コルチコトミーとは?矯正治療を早める外科的アプローチ
歯並びを整える矯正治療は、多くの場合1〜3年ほどの期間が必要になります。しかし「できるだけ早く歯並びを整えたい」と考える方も少なくありません。そのような場合に検討される方法の一つがコルチコトミーです。コルチコトミーは、矯正治療を効率的に進めるために行う外科的補助処置で、歯の移動を早める効果が期待されています。
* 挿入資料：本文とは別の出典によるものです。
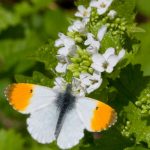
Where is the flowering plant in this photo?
[12,0,150,150]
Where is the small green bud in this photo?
[75,37,83,43]
[73,72,80,77]
[67,32,75,37]
[70,57,81,63]
[88,68,94,74]
[115,18,121,23]
[82,60,91,67]
[81,70,87,73]
[77,49,84,56]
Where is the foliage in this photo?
[0,0,150,150]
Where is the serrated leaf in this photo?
[0,130,24,150]
[111,0,136,22]
[137,0,150,17]
[133,23,150,76]
[94,128,132,150]
[124,102,150,148]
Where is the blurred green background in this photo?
[0,0,150,150]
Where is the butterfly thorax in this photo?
[55,84,75,139]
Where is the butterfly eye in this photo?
[96,107,99,110]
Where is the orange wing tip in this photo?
[91,102,117,132]
[4,83,33,112]
[108,110,118,128]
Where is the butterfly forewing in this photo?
[76,97,117,132]
[5,83,57,113]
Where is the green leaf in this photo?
[124,102,150,148]
[137,0,150,17]
[133,23,150,76]
[94,128,132,150]
[111,0,136,22]
[0,130,24,150]
[124,146,149,150]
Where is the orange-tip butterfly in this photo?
[5,83,117,149]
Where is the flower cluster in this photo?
[55,0,125,96]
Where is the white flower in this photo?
[91,48,125,73]
[68,20,86,33]
[72,78,86,96]
[84,33,100,54]
[80,72,102,94]
[53,77,67,90]
[84,25,107,54]
[107,10,117,20]
[55,55,69,73]
[75,5,91,21]
[55,33,76,56]
[97,25,107,41]
[90,0,112,15]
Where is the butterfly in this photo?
[5,83,117,149]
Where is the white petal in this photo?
[55,63,67,73]
[84,33,94,45]
[106,65,113,73]
[91,54,106,72]
[118,49,125,60]
[103,47,115,60]
[107,55,119,67]
[55,39,63,47]
[58,47,69,56]
[53,77,67,90]
[97,25,107,41]
[92,54,105,64]
[86,45,98,55]
[90,1,98,7]
[78,5,86,12]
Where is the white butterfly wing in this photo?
[27,103,59,144]
[5,83,57,114]
[57,108,84,149]
[76,97,117,132]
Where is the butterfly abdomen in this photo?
[55,85,75,139]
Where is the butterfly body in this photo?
[55,84,76,139]
[5,83,117,149]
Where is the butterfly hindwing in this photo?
[5,83,57,114]
[57,108,84,149]
[77,97,117,132]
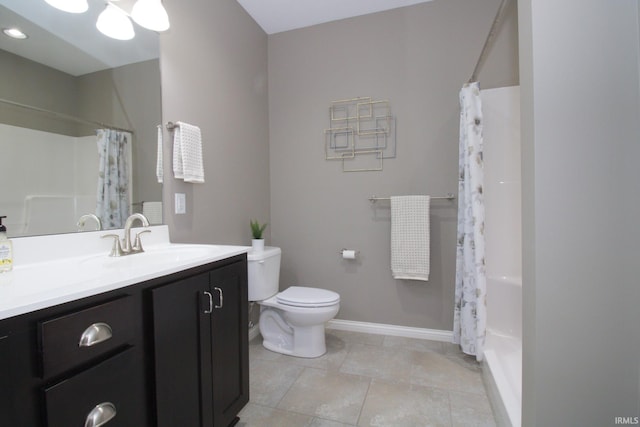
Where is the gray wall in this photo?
[269,0,518,330]
[518,0,640,426]
[160,0,269,244]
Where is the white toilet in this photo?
[247,247,340,357]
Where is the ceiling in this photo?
[238,0,430,34]
[0,0,160,76]
[0,0,430,76]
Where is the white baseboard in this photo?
[327,319,453,342]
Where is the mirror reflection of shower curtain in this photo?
[453,82,487,361]
[96,129,132,229]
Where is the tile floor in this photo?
[237,329,495,427]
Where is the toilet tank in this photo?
[247,246,281,301]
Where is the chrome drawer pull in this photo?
[202,291,213,314]
[84,402,116,427]
[213,288,224,308]
[78,322,113,347]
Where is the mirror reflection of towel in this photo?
[142,202,162,225]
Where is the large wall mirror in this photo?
[0,0,162,237]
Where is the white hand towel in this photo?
[391,196,431,281]
[156,125,164,184]
[173,122,204,183]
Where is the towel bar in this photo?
[369,193,456,203]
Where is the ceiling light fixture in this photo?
[131,0,169,31]
[2,27,29,40]
[44,0,89,13]
[45,0,170,40]
[96,3,136,40]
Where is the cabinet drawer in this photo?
[38,296,137,378]
[44,348,147,427]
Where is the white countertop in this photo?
[0,225,250,320]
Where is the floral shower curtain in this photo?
[453,82,487,361]
[96,129,131,229]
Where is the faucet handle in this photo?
[131,230,151,252]
[100,234,126,256]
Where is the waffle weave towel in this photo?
[391,196,431,281]
[173,122,204,183]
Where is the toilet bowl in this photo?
[247,247,340,358]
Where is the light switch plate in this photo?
[175,193,187,214]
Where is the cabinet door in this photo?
[151,273,211,427]
[209,262,249,427]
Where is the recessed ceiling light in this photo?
[2,28,29,40]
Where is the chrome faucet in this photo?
[122,213,151,253]
[102,213,151,257]
[76,214,102,231]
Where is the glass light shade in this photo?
[44,0,89,13]
[2,28,29,40]
[131,0,169,31]
[96,3,136,40]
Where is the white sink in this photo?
[0,231,249,319]
[78,243,234,271]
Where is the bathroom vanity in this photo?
[0,226,249,427]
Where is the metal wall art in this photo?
[324,97,396,172]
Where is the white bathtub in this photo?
[483,276,522,427]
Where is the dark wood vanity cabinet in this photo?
[151,262,249,427]
[0,254,249,427]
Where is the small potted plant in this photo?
[250,219,267,251]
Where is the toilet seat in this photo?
[276,286,340,307]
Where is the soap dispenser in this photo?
[0,216,13,273]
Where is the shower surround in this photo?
[481,86,522,426]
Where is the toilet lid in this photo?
[276,286,340,307]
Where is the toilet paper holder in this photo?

コルチコトミーとは、歯を支えている歯槽骨の表面にある皮質骨に小さな切れ目を入れる処置です。この刺激によって骨の代謝活動が一時的に活発になり、歯が動きやすい状態になります。この骨の反応は Regional Acceleratory Phenomenon(RAP) と呼ばれ、外科的刺激に対して骨の修復活動が高まり、骨の再構築が促進される現象です。その結果、矯正装置によって加えられた力に対して骨が柔軟に反応し、歯の移動速度が速くなると考えられています。
コルチコトミーを併用した矯正治療では、通常の矯正治療と比べて治療期間が短縮されることがあります。症例によって異なりますが、一般的には矯正期間が約3分の1から半分程度になる場合もあるとされています。特に成人の矯正治療では、成長期の子どもと比べて骨の代謝が穏やかなため歯の移動に時間がかかることがありますが、コルチコトミーを併用することで歯の移動を効率的に進めることが可能になります。
また、症例によっては骨補填材(骨移植材)を併用することもあります。これは歯槽骨の厚みを補い、歯の移動による歯肉退縮や骨の不足を防ぐ目的で行われることがあります。このように、歯だけでなく歯を支える骨や歯周組織にも配慮した治療が行われる点も特徴の一つです。
ただし、コルチコトミーは外科的処置を伴うため、すべての患者さんに適応できるわけではありません。歯周病が進行している場合や骨の状態によっては、治療が難しいケースもあります。また、手術後に一時的な腫れや痛みが生じることもあります。そのため、矯正専門医や歯科医師による十分な診査・診断を行ったうえで治療計画を立てることが重要です。
コルチコトミーは、矯正治療期間の短縮や効率的な歯の移動を目的とした先進的な治療法の一つです。すべての症例に必要な治療ではありませんが、成人矯正などで治療期間を短縮したい方にとって有効な選択肢となる場合があります。歯並びや治療期間について気になることがある場合は、歯科医院で相談してみるとよいでしょう。